Palm Springs has been the desert refuge for everyone in LA from Frank Sinatra to hipsters on their way back from Coachella. But it looks like it’s about to get more difficult to book that poolside getaway.
The city on Wednesday passed a law that would limit the number of places and times a property owner can offer a room for rent, with hefty fines for violators. The new law does the following:
- Caps the number of times a home can be rented at 32 per year.
- Raises permit fees to $900 a year per home from $234.
- Hikes fines for operating a vacation home without a permit to $5,000. Failure to report each rental agreement would result in a $2,500 fine.

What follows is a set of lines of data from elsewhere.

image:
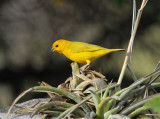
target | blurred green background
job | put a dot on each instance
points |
(29, 27)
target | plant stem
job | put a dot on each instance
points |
(129, 50)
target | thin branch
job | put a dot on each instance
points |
(129, 50)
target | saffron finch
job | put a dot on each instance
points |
(80, 52)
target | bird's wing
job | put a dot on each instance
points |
(84, 47)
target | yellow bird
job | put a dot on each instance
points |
(80, 52)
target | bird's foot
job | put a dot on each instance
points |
(85, 67)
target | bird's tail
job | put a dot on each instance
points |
(114, 50)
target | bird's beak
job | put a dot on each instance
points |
(52, 50)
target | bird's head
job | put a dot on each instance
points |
(59, 46)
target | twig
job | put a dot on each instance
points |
(129, 50)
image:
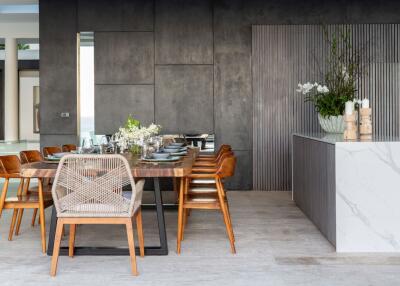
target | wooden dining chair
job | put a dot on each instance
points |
(10, 168)
(210, 196)
(212, 157)
(68, 147)
(31, 156)
(88, 189)
(50, 150)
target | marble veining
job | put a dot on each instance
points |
(367, 196)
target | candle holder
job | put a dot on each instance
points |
(365, 123)
(351, 127)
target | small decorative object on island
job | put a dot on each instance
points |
(350, 117)
(365, 121)
(341, 73)
(133, 136)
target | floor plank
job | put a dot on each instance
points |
(276, 245)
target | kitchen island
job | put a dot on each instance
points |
(349, 189)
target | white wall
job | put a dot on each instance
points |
(27, 80)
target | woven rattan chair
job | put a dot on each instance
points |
(68, 147)
(88, 189)
(50, 150)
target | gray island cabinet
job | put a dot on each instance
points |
(349, 189)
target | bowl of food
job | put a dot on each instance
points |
(160, 155)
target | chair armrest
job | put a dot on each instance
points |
(204, 164)
(206, 156)
(204, 170)
(202, 176)
(10, 176)
(205, 159)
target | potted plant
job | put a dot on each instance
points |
(342, 71)
(132, 135)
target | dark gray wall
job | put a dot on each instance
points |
(189, 33)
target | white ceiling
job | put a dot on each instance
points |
(19, 25)
(18, 2)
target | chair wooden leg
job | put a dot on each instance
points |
(184, 222)
(229, 219)
(72, 231)
(56, 249)
(131, 243)
(34, 217)
(3, 195)
(139, 226)
(41, 215)
(20, 214)
(180, 216)
(21, 191)
(14, 218)
(229, 231)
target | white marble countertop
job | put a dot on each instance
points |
(338, 138)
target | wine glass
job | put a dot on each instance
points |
(104, 144)
(87, 145)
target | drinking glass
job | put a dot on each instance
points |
(104, 144)
(87, 145)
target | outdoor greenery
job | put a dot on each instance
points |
(343, 67)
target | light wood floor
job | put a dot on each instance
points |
(276, 245)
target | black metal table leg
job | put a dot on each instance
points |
(160, 217)
(148, 250)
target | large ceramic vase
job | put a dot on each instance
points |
(332, 124)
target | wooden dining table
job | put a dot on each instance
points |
(140, 169)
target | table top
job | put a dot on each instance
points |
(139, 168)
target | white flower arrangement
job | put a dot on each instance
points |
(308, 87)
(135, 134)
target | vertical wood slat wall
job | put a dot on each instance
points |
(283, 56)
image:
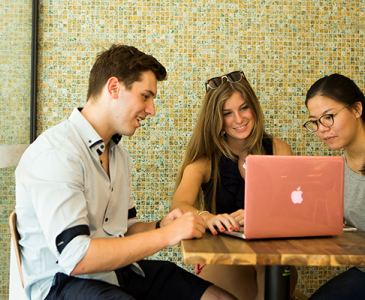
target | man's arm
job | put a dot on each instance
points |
(105, 255)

- Restricts the number of vacation rental permits an individual or business can own. (Ninety-eight individuals with two vacation rentals have been grandfathered in.)
- Forms a new Vacation Rental Enforcement Department, with nine new staff positions. Permit fees would pay the estimated $1.7 million annual cost of the new department.
It'll take a couple of months for the city to implement the new rules.
There are about 2,000 registered short-term rentals in Palm Springs, with another 1,000 operating illegally, The Desert Sun reported.
Airbnb spokesman Christopher Nulty told Curbed he’s disappointed in the city’s decision. He said it will, “cut off an economic lifeline for many residents and have a long term negative impact on the local tourism industry."
With its new law, Palm Springs joins a list of Southern California communities taking a hard look at Airbnb and other short-term rental services. Cities worry that the services gobble up available housing, adding to the region's high rents and low vacancies.
Residents of communities such as Palm Springs object to the disruption short-term rentals bring to residential neighborhoods.
And, more traditional hostelries such as hotels and motels worry about the competition.
But proponents of short-term rentals argue that they benefit strapped property owners, offer affordable accommodations to visitors, and contribute to local economic growth.
Santa Monica was among the first cities in Southern California to enact strict regulations on short-term rentals in May and has since imposed fines on hosts who violate them and even levied a fine of $20,000 on Airbnb itself. The service sued the city in September, arguing that the city's new rules are unconstitutional.
Draft regulations have been proposed in the city of Los Angeles, but the City Council has yet to adopt them.